What is Expressiveness in a Computer Language

Anton van Straaten anton at appsolutions.com
Sun Jun 25 14:11:22 EDT 2006


rossberg at ps.uni-sb.de wrote:
>>>In this context, the term "latently-typed language" refers to the
>>>language that a programmer experiences, not to the subset of that
>>>language which is all that we're typically able to formally define.
> 
> 
> That language is not a subset, if at all, it's the other way round, but
> I'd say they are rather incomparable.
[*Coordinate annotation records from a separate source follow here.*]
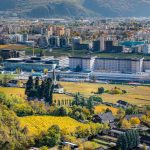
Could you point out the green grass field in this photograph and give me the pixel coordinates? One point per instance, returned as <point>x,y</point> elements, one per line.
<point>139,95</point>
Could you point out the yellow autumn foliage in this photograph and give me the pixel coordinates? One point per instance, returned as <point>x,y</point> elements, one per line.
<point>38,124</point>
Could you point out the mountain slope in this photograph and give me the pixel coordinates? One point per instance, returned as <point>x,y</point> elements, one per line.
<point>70,8</point>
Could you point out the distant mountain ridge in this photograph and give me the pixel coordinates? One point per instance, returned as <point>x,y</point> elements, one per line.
<point>77,8</point>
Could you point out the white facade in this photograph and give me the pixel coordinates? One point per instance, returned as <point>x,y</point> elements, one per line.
<point>85,63</point>
<point>118,65</point>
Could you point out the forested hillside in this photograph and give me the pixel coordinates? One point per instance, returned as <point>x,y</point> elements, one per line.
<point>58,8</point>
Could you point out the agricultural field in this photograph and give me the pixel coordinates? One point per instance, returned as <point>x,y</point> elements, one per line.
<point>138,95</point>
<point>102,108</point>
<point>13,47</point>
<point>21,93</point>
<point>38,124</point>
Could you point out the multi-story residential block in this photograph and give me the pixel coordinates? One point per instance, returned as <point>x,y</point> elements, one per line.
<point>96,45</point>
<point>54,41</point>
<point>118,65</point>
<point>7,53</point>
<point>33,63</point>
<point>85,63</point>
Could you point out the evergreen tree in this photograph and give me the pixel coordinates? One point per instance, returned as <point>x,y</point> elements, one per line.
<point>42,89</point>
<point>37,87</point>
<point>29,87</point>
<point>129,140</point>
<point>48,90</point>
<point>90,105</point>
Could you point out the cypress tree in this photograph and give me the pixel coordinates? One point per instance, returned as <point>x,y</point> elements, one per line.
<point>129,139</point>
<point>125,142</point>
<point>37,87</point>
<point>48,90</point>
<point>42,90</point>
<point>29,87</point>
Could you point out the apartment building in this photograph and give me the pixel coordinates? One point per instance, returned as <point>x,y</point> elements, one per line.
<point>85,63</point>
<point>118,65</point>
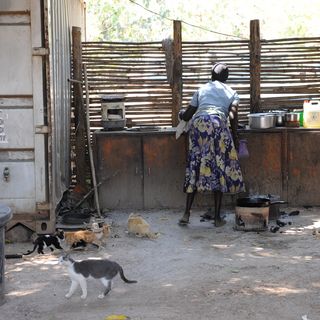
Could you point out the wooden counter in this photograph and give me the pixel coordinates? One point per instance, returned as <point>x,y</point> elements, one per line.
<point>145,169</point>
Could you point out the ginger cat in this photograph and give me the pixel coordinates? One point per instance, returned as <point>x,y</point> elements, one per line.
<point>141,228</point>
<point>83,237</point>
That is, they are different
> languages.

The "subset" characterization is not important for what I'm saying.  The 
fact that they are different languages is what's important.  If you 
agree about that, then you can at least understand which language I'm 
referring to when I say "latently-typed language".

Besides, many dynamically-typed languages have no formal models, in 
which case the untyped formal model I've referred to is just a 
speculative construct.  The language I'm referring to with 
"latently-typed language" is the language that programmers are familiar 
with, and work with.

>>That is starting to get a bit too mystical for my tastes.
> 
> 
> I have to agree.
> 
> \sarcasm One step further, and somebody starts calling C a "latently
> memory-safe language", because a real programmer "knows" that his code
> is in a safe subset... And where he is wrong, dynamic memory page
> protection checks will guide him.

That's a pretty apt comparison, and it probably explains how it is that 
the software we all use, which relies so heavily on C, works as well as 
it does.

But the comparison critiques the practice of operating without static 
guarantees, it's not a critique of the terminology.